Wednesday, February 1, 2012

Wednesday in Epiphany 4: O venerable father Abraham!

Opening Sentence
From the rising of the sun to its setting my Name shall be great among the nations, and in every place incense shall be offered to my Name, and a pure offering; for my Name shall be great among the nations, says the Lord of hosts. Malachi 1:11

Commemoration: Brigid (Bridget) of Kildare
Everliving God, we rejoice today in the fellowship of your Blessed servant Brigid, and we give you thanks for her life of devoted service. Inspire us with life and light, and give us perseverance to serve you all our days; through Jesus Christ our Lord, who with you and the Holy Spirit lives and reigns, one God, world without end. Amen.

Psalter: Psalm 72

Lessons: Genesis 22:1-18, Hebrews 11:23-31, John 6:52-59

O venerable father Abraham! When you returned home from Mount Moriah, you needed no praise to console you for your loss: for, indeed, did you not win everything and keep Isaac?
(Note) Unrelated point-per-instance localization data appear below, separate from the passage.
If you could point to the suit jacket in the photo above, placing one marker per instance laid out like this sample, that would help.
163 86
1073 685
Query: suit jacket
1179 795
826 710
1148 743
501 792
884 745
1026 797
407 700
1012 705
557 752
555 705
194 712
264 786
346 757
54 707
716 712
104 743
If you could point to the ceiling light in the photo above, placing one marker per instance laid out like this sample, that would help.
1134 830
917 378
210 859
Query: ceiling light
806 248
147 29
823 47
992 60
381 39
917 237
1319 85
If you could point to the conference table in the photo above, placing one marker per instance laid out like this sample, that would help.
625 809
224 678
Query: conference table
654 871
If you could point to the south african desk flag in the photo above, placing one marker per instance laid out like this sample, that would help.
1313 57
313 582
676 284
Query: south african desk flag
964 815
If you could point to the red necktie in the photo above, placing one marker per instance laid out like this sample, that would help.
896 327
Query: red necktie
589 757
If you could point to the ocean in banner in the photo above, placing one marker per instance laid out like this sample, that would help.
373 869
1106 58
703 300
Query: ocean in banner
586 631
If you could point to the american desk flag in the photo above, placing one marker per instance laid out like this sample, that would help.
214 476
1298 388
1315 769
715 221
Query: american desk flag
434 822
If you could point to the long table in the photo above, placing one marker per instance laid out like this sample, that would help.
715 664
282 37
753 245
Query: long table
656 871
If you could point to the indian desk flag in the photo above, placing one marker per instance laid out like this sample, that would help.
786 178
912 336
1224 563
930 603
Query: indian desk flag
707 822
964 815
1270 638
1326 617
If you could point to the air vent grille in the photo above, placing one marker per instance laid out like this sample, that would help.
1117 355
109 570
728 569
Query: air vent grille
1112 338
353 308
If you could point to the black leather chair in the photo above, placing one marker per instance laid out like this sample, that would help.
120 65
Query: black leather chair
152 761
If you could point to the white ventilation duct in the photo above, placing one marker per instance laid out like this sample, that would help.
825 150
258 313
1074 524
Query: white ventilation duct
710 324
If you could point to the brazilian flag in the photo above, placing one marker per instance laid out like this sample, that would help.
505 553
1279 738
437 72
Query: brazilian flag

Henceforth the Lord took him no more from you but you sat joyfully at table with him in your tent, as you will in Heaven for all eternity. O venerable father Abraham! Thousands of years have passed since those days, but you have no need of a tardy lover to snatch your memory from the power of oblivion: for every language reminds men of you – and yet you reward your lover more gloriously than anyone, since in Heaven you grant him blessedness in your bosom and on earth captivate his heart and his eyes with the miracle of your action. O venerable father Abraham! Second father of our race! You who were the first to know and the first to bear witness to that vast passion which disdains the fury of the elements and the powers of creation in order to battle with God, you who were the first to know that supreme passion, that humble, holy , and pure expression of the divine madness which was the admiration of the heathen – forgive him who would speak your praise, if he has spoken idly. He has spoken humbly, according to the desire of his heart: he has spoken briefly, because brevity is seemly; but he will never forget that you required a hundred years to obtain the son of your old age against all hope and that you had to draw your knife before you could keep Isaac; nor will he ever forget that in a hundred and thirty years you never went beyond faith.